By this equality and (2.12), we find that

(3.4)

\displaystyle X(x)=-\frac{1}{2}\mathbf{n}_{S^{2}}(x)\times\nabla\omega_{0,=1}(x)=\mathbf{a}\times x,\quad x\in S^{2},

where $\mathbf{a}=(a_{1},a_{2},a_{3})\in\mathbb{R}^{3}$ is given by

(3.5)

\displaystyle a_{1}=-\frac{1}{2}\sqrt{\frac{3}{2\pi}}\,\mathrm{Re}[\omega_{0,1}^{1}],\quad a_{2}=\frac{1}{2}\sqrt{\frac{3}{2\pi}}\,\mathrm{Im}[\omega_{0,1}^{1}],\quad a_{3}=\frac{1}{4}\sqrt{\frac{3}{\pi}}\,\omega_{0,1}^{0}.

In particular, $X$ is a Killing vector field on $S^{2}$ .
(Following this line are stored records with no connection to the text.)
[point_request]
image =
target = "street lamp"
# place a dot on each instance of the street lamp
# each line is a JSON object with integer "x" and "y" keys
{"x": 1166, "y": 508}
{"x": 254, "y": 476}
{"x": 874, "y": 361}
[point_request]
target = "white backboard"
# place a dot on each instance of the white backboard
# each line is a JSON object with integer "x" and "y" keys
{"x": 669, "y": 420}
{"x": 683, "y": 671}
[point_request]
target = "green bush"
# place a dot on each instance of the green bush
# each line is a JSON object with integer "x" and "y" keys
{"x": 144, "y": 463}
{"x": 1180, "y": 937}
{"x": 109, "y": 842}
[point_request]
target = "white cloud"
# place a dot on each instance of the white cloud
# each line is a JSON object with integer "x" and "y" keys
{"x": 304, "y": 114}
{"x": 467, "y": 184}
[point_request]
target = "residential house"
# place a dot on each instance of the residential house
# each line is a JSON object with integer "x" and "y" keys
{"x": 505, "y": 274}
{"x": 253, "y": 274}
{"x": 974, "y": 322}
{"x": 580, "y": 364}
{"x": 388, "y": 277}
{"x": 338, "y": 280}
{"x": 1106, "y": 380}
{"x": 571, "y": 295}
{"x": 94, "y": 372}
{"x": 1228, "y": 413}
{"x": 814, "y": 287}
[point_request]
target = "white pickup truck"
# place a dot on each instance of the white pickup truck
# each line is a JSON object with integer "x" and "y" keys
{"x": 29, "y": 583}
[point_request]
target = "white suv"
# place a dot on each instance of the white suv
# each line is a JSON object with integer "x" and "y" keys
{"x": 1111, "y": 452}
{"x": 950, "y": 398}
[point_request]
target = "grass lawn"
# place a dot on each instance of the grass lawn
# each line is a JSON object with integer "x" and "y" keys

Step 4: estimate for $\omega_{\geq 3}(t)$ . We take the inner product of (3.3) with

\displaystyle(I+6\Delta^{-1})\omega_{\geq 2}(t)=\sum_{n\geq 2}\sum_{m=-n}^{m}\left(1-\frac{6}{\lambda_{n}}\right)\omega_{n}^{m}(t)Y_{n}^{m}.

Then since the right-hand side is in fact the summation for $n\geq 3$ by $\lambda_{2}=6$ ,

\displaystyle\bigl{(}Y_{2}^{m},(I+6\Delta^{-1})\omega_{\geq 2}(t)\bigr{)}_{L^{2}(S^{2})}=0,\quad m=\pm 1.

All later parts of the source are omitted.